This concentration was undersubscribed due to the fairly warm winter we were having, but all those who cancelled certainly missed out! There was plenty of winter to be had, we just had to work a bit harder to find it. It also meant we had one instructor between two students, which was excellent as that gave us loads of flexibility with what we wanted to achieve.
I was part of the group that wanted extra winter QMDs and needed some instruction. Having completed WMF just before lockdown and not added any experience since, I was very glad of the expert instruction from Iain – a Mountain Rescue Team Leader – to refresh everything from the foundation course and build on it.
We started with a day of ‘skills refresh’ at the Glencoe ski resort – ice axe arrests, using crampons, moving safely etc. This was followed by some grudging days through hail and high winds, really earning those logbook days! Then on Friday we were blessed with a glorious day after a night of snow, so did a traverse of the Devil’s Ridge near Glen Nevis. A stunning route, which was really challenging and built our confidence massively, not to mention being an excellent morale boost!
Saturday was a much-needed rest day. 10 days of winter mountaineer- ing with one day rest is pretty challenging, so the bodies do need to be managed carefully throughout, and the instructor was very mindful of that.

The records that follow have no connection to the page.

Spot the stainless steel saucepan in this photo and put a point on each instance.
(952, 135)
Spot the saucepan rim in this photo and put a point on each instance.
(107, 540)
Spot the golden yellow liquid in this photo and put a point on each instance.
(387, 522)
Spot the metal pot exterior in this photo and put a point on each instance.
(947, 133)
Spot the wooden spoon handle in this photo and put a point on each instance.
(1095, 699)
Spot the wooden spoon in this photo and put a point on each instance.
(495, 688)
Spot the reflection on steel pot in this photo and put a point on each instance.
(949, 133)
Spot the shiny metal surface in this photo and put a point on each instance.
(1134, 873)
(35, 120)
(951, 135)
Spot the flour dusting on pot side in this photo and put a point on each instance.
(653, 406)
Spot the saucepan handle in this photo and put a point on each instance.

In the second week, we continued to bag some really interesting QMDs, had another skills day that included bucket seats and ice-anchors and found some more grade-1 ground on the east ridge of Beinn a Chaorainn. The last day we decided to take it a little easy and did an introduction to winter climbing with some dry tooling, which was enough to whet our appetite for another hobby that I probably don’t have time for!